Une dose de rappel qui "booste" l'immunité
La baisse de l'efficacité du vaccin peut être compensée par l'injection d'une dose de rappel, ouverte à tous les adultes depuis les annonces d'Olivier Véran jeudi. "On sait qu'un mois après avoir reçu votre dose de rappel, la concentration d'anticorps neutralisants est cinq à dix fois supérieure à ce qu'elle était un mois après la deuxième dose, fait valoir Arnaud Fontanet. Le rappel booste vraiment votre immunité."
"Ça divise par 10 votre risque d'infection, par 20 votre risque d'hospitalisation par rapport à des gens qui ont eu une deuxième dose mais pas de rappel."
Arnaud Fontanetà franceinfo
Mahmoud Zureik liste "trois grands piliers" sur lesquels s'appuyer pour aplatir cette cinquième vague : la vaccination, les gestes barrières, en y incluant le pass sanitaire, et le dépistage et traçage des cas.

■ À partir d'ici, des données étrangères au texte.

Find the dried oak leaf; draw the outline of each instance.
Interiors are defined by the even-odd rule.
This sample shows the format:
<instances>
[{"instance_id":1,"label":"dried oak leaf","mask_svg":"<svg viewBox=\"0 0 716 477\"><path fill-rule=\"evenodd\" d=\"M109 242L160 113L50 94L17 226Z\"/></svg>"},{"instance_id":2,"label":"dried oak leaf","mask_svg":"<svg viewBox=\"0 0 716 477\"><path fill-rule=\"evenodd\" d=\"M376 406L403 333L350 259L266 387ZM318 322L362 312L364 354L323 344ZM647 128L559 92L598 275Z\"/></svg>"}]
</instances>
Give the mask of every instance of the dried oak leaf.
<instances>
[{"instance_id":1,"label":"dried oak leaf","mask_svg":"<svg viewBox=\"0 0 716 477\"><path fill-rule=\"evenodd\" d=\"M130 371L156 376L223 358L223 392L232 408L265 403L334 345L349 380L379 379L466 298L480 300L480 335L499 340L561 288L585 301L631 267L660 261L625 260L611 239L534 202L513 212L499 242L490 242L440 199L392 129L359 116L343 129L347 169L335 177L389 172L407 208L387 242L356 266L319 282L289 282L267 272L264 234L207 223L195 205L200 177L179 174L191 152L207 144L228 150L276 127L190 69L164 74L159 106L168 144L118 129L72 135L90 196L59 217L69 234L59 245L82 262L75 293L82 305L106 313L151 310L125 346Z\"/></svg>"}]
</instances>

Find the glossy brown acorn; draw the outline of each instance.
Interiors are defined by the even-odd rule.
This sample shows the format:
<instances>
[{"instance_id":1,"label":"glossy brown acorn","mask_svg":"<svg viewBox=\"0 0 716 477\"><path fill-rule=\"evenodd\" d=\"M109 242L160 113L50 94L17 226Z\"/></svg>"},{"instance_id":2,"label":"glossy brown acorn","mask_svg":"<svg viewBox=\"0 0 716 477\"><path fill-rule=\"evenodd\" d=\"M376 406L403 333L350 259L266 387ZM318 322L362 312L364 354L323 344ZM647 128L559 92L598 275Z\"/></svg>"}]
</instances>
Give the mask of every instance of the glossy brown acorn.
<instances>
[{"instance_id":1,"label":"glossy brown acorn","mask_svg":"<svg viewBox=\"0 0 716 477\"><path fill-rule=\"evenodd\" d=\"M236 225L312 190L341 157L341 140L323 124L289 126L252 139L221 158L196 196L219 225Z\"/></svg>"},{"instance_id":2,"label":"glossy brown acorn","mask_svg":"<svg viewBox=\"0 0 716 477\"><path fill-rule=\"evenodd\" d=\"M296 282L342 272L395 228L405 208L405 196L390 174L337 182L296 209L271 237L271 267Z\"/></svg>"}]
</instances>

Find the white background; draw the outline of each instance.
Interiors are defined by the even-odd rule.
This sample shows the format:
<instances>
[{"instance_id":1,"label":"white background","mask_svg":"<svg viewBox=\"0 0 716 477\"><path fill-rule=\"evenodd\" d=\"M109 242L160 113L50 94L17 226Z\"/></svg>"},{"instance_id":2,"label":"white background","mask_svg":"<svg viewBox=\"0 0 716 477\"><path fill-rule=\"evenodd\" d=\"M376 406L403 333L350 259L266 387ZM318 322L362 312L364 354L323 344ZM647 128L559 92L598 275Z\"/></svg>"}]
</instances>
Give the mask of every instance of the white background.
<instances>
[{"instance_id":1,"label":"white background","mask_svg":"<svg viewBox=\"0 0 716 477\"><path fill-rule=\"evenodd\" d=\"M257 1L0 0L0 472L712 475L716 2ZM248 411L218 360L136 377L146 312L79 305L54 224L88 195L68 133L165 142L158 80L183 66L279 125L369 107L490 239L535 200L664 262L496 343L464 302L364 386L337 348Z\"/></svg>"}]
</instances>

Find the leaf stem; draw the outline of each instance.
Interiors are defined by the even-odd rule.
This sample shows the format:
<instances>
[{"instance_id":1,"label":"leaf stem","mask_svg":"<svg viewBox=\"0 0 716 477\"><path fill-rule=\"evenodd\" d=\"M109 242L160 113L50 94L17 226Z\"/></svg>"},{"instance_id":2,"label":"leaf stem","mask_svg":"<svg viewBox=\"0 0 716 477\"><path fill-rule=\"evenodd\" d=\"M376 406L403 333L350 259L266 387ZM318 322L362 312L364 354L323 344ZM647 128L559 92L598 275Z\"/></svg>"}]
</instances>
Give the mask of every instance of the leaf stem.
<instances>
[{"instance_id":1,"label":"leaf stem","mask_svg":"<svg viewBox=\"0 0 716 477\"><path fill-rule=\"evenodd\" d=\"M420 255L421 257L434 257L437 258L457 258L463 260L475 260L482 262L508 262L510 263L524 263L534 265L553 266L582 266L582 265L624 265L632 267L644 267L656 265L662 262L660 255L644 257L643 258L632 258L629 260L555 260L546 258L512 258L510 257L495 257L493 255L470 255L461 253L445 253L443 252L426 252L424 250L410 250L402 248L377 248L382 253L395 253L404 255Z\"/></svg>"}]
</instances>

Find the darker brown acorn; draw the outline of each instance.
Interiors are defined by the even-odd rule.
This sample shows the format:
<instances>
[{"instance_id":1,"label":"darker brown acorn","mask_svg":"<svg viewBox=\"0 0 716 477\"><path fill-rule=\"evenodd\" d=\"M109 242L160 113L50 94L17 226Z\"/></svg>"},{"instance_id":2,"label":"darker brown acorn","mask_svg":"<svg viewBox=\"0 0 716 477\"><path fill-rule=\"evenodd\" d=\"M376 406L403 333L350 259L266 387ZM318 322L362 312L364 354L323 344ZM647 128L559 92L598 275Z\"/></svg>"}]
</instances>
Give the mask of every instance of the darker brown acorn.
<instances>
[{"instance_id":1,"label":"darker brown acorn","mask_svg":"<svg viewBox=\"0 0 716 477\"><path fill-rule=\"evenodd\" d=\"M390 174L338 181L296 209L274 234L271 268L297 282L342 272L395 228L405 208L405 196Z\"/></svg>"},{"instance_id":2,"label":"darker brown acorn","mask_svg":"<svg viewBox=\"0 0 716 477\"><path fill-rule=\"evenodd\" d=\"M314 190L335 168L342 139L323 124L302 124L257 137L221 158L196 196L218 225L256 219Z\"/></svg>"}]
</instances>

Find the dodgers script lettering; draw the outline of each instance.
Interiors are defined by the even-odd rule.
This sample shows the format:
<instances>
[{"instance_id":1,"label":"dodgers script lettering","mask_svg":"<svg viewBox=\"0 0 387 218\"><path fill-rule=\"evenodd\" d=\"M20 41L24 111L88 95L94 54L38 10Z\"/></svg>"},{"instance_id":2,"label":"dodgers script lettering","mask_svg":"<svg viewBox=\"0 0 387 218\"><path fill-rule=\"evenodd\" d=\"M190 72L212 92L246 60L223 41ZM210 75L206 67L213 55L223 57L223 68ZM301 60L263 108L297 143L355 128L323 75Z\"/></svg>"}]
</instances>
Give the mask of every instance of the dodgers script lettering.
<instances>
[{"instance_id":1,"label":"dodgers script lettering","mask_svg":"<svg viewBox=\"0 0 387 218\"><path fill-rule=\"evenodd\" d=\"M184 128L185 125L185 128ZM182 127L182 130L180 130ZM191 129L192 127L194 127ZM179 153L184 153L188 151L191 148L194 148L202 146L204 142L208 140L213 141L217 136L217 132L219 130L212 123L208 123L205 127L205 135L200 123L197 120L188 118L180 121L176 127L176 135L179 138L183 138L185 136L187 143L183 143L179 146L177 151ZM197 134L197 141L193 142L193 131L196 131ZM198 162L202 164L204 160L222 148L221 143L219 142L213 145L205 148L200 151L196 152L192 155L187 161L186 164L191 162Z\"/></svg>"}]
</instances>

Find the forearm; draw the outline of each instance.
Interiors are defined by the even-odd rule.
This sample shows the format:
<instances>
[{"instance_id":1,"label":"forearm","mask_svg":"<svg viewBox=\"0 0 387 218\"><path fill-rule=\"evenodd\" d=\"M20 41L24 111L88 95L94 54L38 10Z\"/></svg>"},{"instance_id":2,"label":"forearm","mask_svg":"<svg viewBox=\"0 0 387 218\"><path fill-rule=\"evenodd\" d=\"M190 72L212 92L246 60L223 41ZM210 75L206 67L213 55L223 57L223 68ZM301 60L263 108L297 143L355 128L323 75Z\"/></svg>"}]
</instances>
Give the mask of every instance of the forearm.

"Tout l'enjeu du contrôle de la circulation du virus, c'est d'éviter d'avoir un système de santé saturé, résume à franceinfo Bruno Lina, professeur de virologie aux Hospices civils de Lyon et membre du Conseil scientifique. Or, pour l'instant, si on continue à appliquer les mesures que l'on utilise et si on conserve un niveau de protection induit par la vaccination qui est aussi haut que celui qu'on a, il est possible que l'on maîtrise effectivement cette épidémie. La maîtriser, ce n'est pas empêcher le virus de circuler."